Чем-то мне нравилось это сравнение. Чем?
— Вот чего нету у Труева, так это — Отелловой страсти! — пропела она, поднимаясь с постели и беря свое платье.
— Ага! — вторил ей жеребячий мой гоготок.
— Люблю его, — вдруг сказала она, а я, не услышав, не вняв, еще погогатывал. — Его я люблю! — повторила она.
Да, она одевалась. Одевалась, не ожидая меня.
— А меня? — спросил я, готовясь к новенькой хохме.
— Утимизирую! — шyтливо потрепала меня по щеке. — Для удовольствия тела.
Похоже, хохма затягивалась. Пора было закончить ее, но нужно было кое-что выяснить. С леденящей трезвостью я вспомнил о Труеве и вспомнил, что, может быть, упускаю свой шанс. При этом Рита оделась, я же лежал.
— За что же ты любишь его, голубка моя? — вкрадчиво я вопросил. Она как раз начала подкрашивать губы.
— А ты и не понял? Ведь ради того, чтобы я переболела тобой, только ради того, чтобы я прошла этот путь… потому что он-то считает, что каждый обязан пройти спой путь до конца, он разрешил нам остаться здесь! Он без боя уступил тебе меня… ради меня! — говорила она, трогая малиновым карандашиком губы.
— Непротивление злу? — ласково я уточнил.
— …Он светлый, он светлый, — говорила она. — Он собирается в каменоломни, а я не проводила его… Мне стыдно, что именно в этот момент, именно в этой квартире…
— Но ты же сама говорила, голубка: его принцип — принимать мир, как он есть!
— …Я предала его, да!..
— Его принцип: недеяние! Не ты ли мне говорила об этом, гордясь, но и как бы с насмешкой?
— …Но всё! Я переболела тобой!..
— Его адрес, голубка моя! Где живет его мамочка?
— Там! — она кивнула на письменный стол. — Конверт. От свекрови. Ты собираешься ехать к нему? Не смей! Я одна! Обними меня на прощанье, последний разочек, и я еду к нему! Обними, я прошу! — шептала она, приникая.
И тогда я выхватил браунинг, припасенный для Труева: «дуло к виску, и команда…»
— Ты куда? Ты к нему? Ты дура? — железными пальцами я сжимал ее плечи.
— Да, — легко согласилась она. — Уж такая я добрая дура! Да, дура! Я еду к нему.
Я молчал, не отпуская ее. Ее плечи начали обмякать.
— Добрая дура с неизбывной надеждой, — подтвердила она, обмякая. Сила пальцев моих проникала в нее — я это ощущал всей своей шкурой.
— С неизбывной сексуальной надеждой, — наконец прошептала она. Ее тело стало покорным. Я знал, что уже победил, но мне было этого недостаточно.
Я расстегнул пряжку ремня.
Добрая дура… Что может быть лучше, чем добрая дура? Добрая дура — мечта обывателя. Зачарованно эта добрая дура наблюдала за тем, как я вытягивал из петель на брюках ремень. Ремень был широк, петли — малы, ремень заедало, но мне некуда было спешить.
— Платье тебе лучше было бы снять, — посоветовал я.
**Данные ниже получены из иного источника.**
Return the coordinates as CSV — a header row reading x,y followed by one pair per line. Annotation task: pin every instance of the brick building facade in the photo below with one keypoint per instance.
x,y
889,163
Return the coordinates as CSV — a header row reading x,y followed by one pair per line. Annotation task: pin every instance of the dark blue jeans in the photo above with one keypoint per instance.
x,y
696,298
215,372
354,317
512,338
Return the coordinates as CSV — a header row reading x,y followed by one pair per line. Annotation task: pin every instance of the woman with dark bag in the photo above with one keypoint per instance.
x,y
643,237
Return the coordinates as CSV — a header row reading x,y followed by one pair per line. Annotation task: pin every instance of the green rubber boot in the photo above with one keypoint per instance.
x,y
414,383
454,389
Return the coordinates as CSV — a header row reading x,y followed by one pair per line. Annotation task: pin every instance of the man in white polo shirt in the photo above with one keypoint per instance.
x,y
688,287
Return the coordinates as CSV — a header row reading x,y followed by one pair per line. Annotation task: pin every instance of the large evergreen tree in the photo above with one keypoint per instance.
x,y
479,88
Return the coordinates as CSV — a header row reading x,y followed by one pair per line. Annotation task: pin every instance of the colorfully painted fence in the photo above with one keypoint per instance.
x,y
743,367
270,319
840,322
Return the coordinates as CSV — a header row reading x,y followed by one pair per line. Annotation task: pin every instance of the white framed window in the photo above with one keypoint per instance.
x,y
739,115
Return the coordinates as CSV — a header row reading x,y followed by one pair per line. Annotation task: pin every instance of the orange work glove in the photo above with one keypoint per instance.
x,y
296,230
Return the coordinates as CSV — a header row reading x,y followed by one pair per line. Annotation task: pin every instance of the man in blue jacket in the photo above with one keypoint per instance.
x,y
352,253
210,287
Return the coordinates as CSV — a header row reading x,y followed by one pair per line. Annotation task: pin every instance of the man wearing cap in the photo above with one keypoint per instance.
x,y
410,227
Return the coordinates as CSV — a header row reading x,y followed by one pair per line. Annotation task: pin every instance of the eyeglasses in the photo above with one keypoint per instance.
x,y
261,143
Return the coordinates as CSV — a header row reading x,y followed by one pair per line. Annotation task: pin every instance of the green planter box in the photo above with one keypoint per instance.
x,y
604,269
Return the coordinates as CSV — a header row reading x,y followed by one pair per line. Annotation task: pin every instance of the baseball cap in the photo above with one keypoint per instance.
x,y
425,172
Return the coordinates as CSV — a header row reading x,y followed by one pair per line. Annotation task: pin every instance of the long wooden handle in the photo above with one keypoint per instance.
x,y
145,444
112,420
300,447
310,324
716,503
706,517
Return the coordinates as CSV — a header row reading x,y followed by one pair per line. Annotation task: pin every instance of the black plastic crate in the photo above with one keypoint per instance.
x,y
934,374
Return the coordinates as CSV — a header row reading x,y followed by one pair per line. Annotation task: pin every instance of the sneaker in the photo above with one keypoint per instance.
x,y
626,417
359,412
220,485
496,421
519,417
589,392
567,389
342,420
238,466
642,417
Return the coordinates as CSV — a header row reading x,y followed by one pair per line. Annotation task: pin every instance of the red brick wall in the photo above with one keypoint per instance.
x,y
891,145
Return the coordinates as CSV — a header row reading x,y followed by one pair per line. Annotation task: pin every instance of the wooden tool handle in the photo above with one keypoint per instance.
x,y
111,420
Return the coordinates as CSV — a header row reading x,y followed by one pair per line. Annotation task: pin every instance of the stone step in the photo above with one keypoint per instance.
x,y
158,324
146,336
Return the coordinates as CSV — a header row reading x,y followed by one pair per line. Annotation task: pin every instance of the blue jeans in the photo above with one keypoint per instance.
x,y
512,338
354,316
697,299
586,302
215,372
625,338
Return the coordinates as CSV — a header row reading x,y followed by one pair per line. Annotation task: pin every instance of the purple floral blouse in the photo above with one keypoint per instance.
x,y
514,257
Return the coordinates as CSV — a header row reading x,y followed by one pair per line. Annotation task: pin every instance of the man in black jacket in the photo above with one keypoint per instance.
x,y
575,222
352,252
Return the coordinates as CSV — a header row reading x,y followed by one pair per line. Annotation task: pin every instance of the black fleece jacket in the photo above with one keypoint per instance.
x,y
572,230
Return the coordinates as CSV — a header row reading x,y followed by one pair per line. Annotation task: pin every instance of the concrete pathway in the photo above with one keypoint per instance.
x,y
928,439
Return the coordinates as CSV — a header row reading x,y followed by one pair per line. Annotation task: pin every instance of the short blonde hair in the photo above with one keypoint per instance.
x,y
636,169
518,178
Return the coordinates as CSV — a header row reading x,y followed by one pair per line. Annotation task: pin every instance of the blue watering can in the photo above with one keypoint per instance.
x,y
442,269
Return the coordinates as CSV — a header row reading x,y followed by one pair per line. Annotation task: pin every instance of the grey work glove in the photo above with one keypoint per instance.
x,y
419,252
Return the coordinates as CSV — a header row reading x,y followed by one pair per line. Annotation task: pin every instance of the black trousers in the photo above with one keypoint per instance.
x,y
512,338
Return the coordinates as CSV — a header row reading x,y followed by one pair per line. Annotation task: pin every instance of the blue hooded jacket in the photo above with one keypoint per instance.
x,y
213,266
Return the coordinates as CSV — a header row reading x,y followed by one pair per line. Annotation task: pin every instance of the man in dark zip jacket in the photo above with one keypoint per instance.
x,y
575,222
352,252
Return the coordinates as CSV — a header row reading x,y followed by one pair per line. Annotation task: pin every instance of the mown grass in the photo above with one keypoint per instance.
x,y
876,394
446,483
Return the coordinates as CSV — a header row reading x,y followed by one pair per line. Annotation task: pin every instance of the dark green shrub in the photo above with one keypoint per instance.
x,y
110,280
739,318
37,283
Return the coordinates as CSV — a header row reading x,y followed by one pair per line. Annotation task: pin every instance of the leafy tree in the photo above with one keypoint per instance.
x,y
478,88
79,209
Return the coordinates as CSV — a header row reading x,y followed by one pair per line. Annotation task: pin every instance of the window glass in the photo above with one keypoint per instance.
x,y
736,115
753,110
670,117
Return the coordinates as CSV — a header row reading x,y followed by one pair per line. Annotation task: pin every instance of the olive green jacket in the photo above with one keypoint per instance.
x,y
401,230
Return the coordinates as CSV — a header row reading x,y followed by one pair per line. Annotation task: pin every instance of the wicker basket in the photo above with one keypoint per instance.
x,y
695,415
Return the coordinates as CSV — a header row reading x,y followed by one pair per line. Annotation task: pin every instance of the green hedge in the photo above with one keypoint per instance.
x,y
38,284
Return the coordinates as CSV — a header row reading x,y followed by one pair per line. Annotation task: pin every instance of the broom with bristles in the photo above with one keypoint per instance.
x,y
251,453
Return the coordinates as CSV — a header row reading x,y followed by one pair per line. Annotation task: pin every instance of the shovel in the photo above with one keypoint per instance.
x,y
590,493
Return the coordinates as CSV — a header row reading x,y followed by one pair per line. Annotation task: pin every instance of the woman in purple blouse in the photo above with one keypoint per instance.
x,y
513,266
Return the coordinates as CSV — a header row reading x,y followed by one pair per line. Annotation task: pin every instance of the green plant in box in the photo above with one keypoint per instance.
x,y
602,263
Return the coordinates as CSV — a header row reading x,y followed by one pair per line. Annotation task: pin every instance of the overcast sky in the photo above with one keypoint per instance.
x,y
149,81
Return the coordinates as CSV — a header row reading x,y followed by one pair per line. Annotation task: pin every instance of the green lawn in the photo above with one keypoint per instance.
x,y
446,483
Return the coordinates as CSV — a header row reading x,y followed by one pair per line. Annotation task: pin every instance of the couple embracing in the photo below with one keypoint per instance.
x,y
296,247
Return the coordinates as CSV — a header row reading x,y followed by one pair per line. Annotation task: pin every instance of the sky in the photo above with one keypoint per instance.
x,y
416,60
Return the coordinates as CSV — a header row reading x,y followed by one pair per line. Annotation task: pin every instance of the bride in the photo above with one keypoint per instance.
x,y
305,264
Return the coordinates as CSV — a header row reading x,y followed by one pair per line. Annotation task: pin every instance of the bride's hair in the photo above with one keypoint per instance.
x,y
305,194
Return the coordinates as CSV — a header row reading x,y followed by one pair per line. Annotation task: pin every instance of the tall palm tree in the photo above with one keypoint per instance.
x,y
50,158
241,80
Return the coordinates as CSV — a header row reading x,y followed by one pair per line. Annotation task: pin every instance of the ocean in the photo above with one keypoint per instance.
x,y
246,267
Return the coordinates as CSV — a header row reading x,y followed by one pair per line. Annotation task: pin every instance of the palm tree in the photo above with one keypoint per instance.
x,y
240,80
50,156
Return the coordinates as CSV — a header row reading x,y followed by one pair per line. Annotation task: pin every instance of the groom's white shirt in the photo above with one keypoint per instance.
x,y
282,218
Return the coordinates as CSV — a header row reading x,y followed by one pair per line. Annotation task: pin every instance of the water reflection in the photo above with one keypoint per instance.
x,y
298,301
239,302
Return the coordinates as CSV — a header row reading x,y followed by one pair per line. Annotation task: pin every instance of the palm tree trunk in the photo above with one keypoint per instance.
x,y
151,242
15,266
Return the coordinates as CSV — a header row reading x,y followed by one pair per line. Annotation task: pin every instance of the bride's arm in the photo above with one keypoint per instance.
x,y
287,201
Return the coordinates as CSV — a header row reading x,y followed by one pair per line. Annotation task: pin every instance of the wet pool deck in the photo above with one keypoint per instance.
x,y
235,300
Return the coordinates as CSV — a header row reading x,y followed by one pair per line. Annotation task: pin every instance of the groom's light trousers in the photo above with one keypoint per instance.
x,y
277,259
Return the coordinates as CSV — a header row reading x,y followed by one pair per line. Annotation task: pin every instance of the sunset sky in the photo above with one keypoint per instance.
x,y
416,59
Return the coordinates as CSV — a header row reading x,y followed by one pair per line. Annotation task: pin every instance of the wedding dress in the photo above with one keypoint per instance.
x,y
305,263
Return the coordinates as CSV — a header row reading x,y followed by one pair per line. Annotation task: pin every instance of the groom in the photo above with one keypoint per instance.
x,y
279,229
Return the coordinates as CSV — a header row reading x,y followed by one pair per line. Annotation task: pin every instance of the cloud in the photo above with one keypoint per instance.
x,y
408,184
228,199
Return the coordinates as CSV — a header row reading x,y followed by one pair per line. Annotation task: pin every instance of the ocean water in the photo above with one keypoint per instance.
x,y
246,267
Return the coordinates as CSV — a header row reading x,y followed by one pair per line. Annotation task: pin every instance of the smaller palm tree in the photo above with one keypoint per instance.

Не отрывал зачарованного, доброго взгляда от пряжки ремня (небольшая, пластмассовая, герб города Киева в рамке), дура с неизбывной сексуальной надеждой начала стаскивать через голову это тесное в талии, по широкое снизу летнее платье. Вот я увидел крутые белые бедра, повязанные желтыми трусиками, вот — несколько выпадающий, обширный живот, вот — висячие груди…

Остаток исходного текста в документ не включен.